Pero si la variante se toma por el lado del fenómeno natural no se resta con ello importancia alguna a la técnica, pues pronto alertamos que el mundo que luchan por reconstruir los supervivientes precisa de un nuevo desarrollo tecnológico que lo haga posible. Películas como la casposa 1999, rescate en Nueva York (modelo de obra de género B, que recoge las influencias de las obras literarias de los años 50, y sobre todo de la revista Amazing Stories) revelan una desintegración, si no total, al menos parcial, del modelo político estructurado existente en un sitio concreto, lo que define los mismos rasgos que en el caso atómico, es decir, hombres que luchan contra hombres persiguiendo la reconstrucción idealizada del antiguo modelo, o bien la implantación de otro nuevo definido bajo sus propias reglas. Por cierto, los reflejos de la ficción encuentran su reposo en hechos reales, pues los terroristas islámicos de la nueva hornada contribuyen de forma considerable a la amenaza de una civilización particular. Curiosamente, existe un gran prejuicio en denostar el subgénero apocalíptico al considerarlo como la fantasía juvenil (nunca del todo completada) de sus propios autores, pero cuando una bomba química explota en el metro de Tokio sembrando el caos, o cuando dos aviones destruyen dos rascacielos simbólicos se callan para no volver a abrir la boca, al menos hasta durante un rato, pues la memoria es a menudo demasiado leve.

6. Los mejores escritores de ciencia ficción son los propios «hombres de ciencia»

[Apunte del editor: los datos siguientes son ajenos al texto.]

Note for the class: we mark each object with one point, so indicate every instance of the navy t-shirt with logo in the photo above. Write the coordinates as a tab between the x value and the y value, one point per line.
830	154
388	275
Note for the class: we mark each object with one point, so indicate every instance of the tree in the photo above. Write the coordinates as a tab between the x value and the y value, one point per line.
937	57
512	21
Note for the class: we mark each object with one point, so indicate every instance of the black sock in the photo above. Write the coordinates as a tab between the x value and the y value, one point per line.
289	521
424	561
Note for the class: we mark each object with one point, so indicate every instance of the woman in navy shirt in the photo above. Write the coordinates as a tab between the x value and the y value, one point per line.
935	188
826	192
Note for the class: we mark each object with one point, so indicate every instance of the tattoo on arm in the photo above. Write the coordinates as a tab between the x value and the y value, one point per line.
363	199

Entre la realidad de los hechos científicos y la fantasía que pueda dimanarse de ella existe, a veces, una relación tan intensa y curiosa que nos permite asistir a un extraño fenómeno: se trata de la conversión del positivismo exacerbado de ciertos teoreticistas en un nuevo género metafísico y, en consecuencia, una nueva forma de expresión fantástica. Ya no se trata de que un 70% de la población de EEUU crea tanto en los ángeles como en los marcianos, sino de las tesis de muchos renombrados hombres de «ciencia» que publican en revistas prestigiosas sus hallazgos singulares. Por supuesto, siempre nos cabe diferenciar descubrimientos auténticos en el campo tecnológico (dentro de investigaciones serias y rigurosas) con simpáticos fraudes que se venden al público bajo la dudosa convicción de ser irrefutables; y no nos referimos con ello a episodios burlones como la célebre broma radiofónica de Orson Wells haciendo creer a medio país que su gran Nación estaba siendo atacada por los extraterrestres (lo que puso en evidencia no solo el grado de conocimiento filosófico de sus conciudadanos, sino también la estupidez común de quien decide creerse antes un bulo sugerente que regresar a la realidad tosca y aburrida de lo obvio) sino, sobre todo, al cuerpo de científicos de renombre que, en pos del positivismo y teoreticismo más crítico, acuden en masa al espacio de las versiones futuristas. Si Borges opinaba que la metafísica es un género de ficción, muchos de los análisis que hoy en día se publican bajo la estela de ser, supuestamente, científicos, pertenecen sin duda al género que nos ocupa.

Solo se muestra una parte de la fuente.